En l’absence de dispositifs de protection contre le soleil, la température dans certains appartements du centre de Lyon monte au-delà de 40°C. Des associations tirent la sonnette d’alarme sur un danger pour la santé et critiquent l’inaction face aux limites des bâtiments anciens.
Canicules : Les Appartements de Lyon en Surchauffe, un Appel à l’Aide
La menace des vagues de chaleur plane sur la région lyonnaise, devenue particulièrement vulnérable à ce phénomène au cours des deux dernières décennies. C’est surtout au cœur de la ville que se posent les problèmes majeurs liés à ces températures extrêmes. Les bâtiments anciens, communément appelés « bouilloires », manquent cruellement de dispositifs pour se protéger du soleil, notamment dans le centre historique où les volets sont rares. Face à cette situation critique, un collectif de locataires sollicite la mairie ainsi que l’État pour obtenir de l’aide et retrouver un quotidien supportable lors des pics de chaleur.
Dans son appartement situé au quatrième étage d’un vieil immeuble de Lyon, Léa a installé un ventilateur dans son salon. « Notre rue est si exposée que le soleil chauffe directement les vitres », raconte-t-elle. « En été, l’atmosphère devient étouffante et impossible à vivre. »

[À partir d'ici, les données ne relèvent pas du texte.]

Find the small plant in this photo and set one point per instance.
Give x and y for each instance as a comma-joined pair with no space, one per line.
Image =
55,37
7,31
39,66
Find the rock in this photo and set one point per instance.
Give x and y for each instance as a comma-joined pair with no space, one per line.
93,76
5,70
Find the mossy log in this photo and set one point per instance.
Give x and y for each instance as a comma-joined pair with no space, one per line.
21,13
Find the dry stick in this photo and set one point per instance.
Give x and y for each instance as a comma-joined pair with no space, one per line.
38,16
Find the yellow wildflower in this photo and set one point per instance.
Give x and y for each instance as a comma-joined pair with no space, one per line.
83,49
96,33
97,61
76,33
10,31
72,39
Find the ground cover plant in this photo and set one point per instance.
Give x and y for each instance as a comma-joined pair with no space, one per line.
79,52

Depuis trois ans qu’elle réside ici, Léa a mis en place des moyens rudimentaires pour se protéger de la chaleur dès l’arrivée des beaux jours. Elle tend une bâche devant ses fenêtres et colle des adhésifs pour réfléchir la lumière. Toutefois, ces solutions bricolées ont peu d’effet. « J’ai sérieusement songé à déménager lors des dernières canicules », confie-t-elle.
Des Volets Hors de Prix
Son immeuble représente parfaitement le problème typique à Lyon : aucune fenêtre n’est équipée de stores. Avec Loïc, membre de l’association « Locataires Ensemble », ils ont accroché une banderole sur la façade proclamant « Ici logement bouilloire ». « Nos bâtiments sont classés et munis de jalousies lyonnaises, des volets qui impliquent des coûts bien plus élevés », explique Loïc.

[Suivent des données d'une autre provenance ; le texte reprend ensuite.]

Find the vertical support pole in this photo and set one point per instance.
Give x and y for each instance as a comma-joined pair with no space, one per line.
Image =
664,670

Ces jalousies, sortes de persiennes en bois, offrent une protection efficace contre la chaleur. Solène, ingénieure, estime qu’elles peuvent réduire la température intérieure de près de 10°C. « Ne pas les installer revient à avoir un radiateur solaire constamment allumé. Avec les canicules, c’est totalement invivable », explique-t-elle.
Solène a récemment collaboré avec l’association Tezeloma pour publier une étude alarmante sur le centre de Lyon : près de deux tiers des fenêtres des immeubles ne sont dotées d’aucune protection solaire.
Cette situation appelle à une réaction rapide des autorités locales et nationales pour investir dans l’adaptation des bâtiments aux nouvelles réalités climatiques. Le défi est non seulement économique, mais aussi environnemental et social, car il en va de la qualité de vie des habitants de cette belle ville.